À cela s'ajoute, d'une part, le contexte conflictuel dans lequel les enfants se trouvent impliqués et, d'autre part, "l'emprise" de leur mère, elle-même en proie à une disposition à créer "de nouveaux éléments qui vont dans le sens de sa conviction".

Dans ces circonstances, des soupçons subsistent quant à la réelle intention des mis en cause, qui semblent agir par motivation mutuelle. La non-entrée en matière apparaît dès lors prématurée pour les infractions contre l'honneur et la dénonciation calomnieuse. À cet égard, il sera pertinent d'entendre derechef les mis en cause.

2.5. Le recourant soutient dans son recours que les comportements dénoncés dans sa plainte seraient constitutifs d'une violation du devoir d'assistance ou d'éducation. Cette infraction ne ressortait toutefois pas de sa plainte, si bien qu'il l'allègue pour la première fois devant la Chambre de céans.

Partant, ce grief ne serait pas recevable faute de décision préalable. Dès lors que la cause est renvoyée au Ministère public pour l'ouverture d'une instruction, il sera néanmoins laissé à l'appréciation de cette autorité si elle entend instruire d'office ce chef d'accusation également.

3.             Fondé, le recours doit être admis. L'ordonnance querellée sera donc annulée et la cause renvoyée au Ministère public afin qu'il procède dans le sens des considérants.

4.             L'admission du recours ne donne pas lieu à la perception de frais (art. 428 al. 1 CPP).

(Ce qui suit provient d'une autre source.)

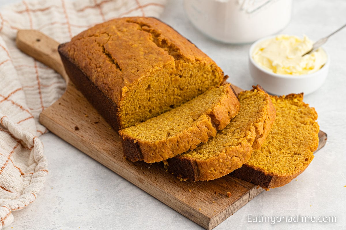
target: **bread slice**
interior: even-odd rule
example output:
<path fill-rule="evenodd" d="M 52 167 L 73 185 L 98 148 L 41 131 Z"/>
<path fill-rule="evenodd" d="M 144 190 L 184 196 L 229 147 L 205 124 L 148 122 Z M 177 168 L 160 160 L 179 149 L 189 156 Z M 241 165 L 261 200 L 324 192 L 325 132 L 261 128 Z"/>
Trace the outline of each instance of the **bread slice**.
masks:
<path fill-rule="evenodd" d="M 153 163 L 195 148 L 214 137 L 238 113 L 240 105 L 229 84 L 135 126 L 119 131 L 126 158 Z"/>
<path fill-rule="evenodd" d="M 222 70 L 153 18 L 119 18 L 60 45 L 72 82 L 117 131 L 171 110 L 224 80 Z"/>
<path fill-rule="evenodd" d="M 272 130 L 262 148 L 233 176 L 268 190 L 286 184 L 307 168 L 318 146 L 319 128 L 317 113 L 303 97 L 271 96 L 276 110 Z"/>
<path fill-rule="evenodd" d="M 169 171 L 195 181 L 222 177 L 240 167 L 261 147 L 275 119 L 269 95 L 260 87 L 238 95 L 240 109 L 222 131 L 194 150 L 169 159 Z"/>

5.             Le recourant, partie plaignante qui obtient gain de cause, n'a pas conclu à l'octroi de dépens ni ne les a – a fortiori – chiffrés, de sorte qu'il ne lui en sera pas alloué (art. 433 al. 2 CPP).

* * * * *

 

PAR CES MOTIFS,
LA COUR :

 

Admet le recours.

Annule l'ordonnance de non-entrée en matière du 3 février 2023 et renvoie la cause au Ministère public pour qu'il procède dans le sens des considérants.

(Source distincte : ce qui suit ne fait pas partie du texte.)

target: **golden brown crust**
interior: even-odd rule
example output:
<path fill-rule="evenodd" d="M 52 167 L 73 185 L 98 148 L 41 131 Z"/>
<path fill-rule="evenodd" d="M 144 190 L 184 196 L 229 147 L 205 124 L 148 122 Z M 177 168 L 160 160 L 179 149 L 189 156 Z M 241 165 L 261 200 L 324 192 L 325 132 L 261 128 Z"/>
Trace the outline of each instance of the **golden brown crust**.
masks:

Laisse les frais de la procédure de recours à la charge de l'État.

Invite les Services financiers du Pouvoir judiciaire à restituer à A______ les sûretés versées par lui (CHF 1'200.-).

Notifie le présent arrêt, en copie, au recourant, soit pour lui son conseil, et au Ministère public.

Siégeant :

Madame Daniela CHIABUDINI, présidente; Monsieur Christian COQUOZ et Madame Corinne CHAPPUIS BUGNON, juges; Madame Arbenita VESELI, greffière.

 

La greffière :

Arbenita VESELI

 

La présidente :

Daniela CHIABUDINI

 

 

 

 

 

 

 

 

 

 

Voie de recours :

 

Le Tribunal fédéral connaît, comme juridiction ordinaire de recours, des recours en matière pénale au sens de l'art. 78 de la loi sur le Tribunal fédéral du 17 juin 2005 (LTF; RS 173.110); la qualité et les autres conditions pour interjeter recours sont déterminées par les art. 78 à 81 et 90 ss LTF. Le recours doit être formé dans les trente jours qui suivent la notification de l'expédition complète de l'arrêt attaqué.

 

Le recours doit être adressé au Tribunal fédéral, 1000 Lausanne 14. Les mémoires doivent être remis au plus tard le dernier jour du délai, soit au Tribunal fédéral soit, à l'attention de ce dernier, à La Poste Suisse ou à une représentation diplomatique ou consulaire suisse (art. 48 al. 1 LTF).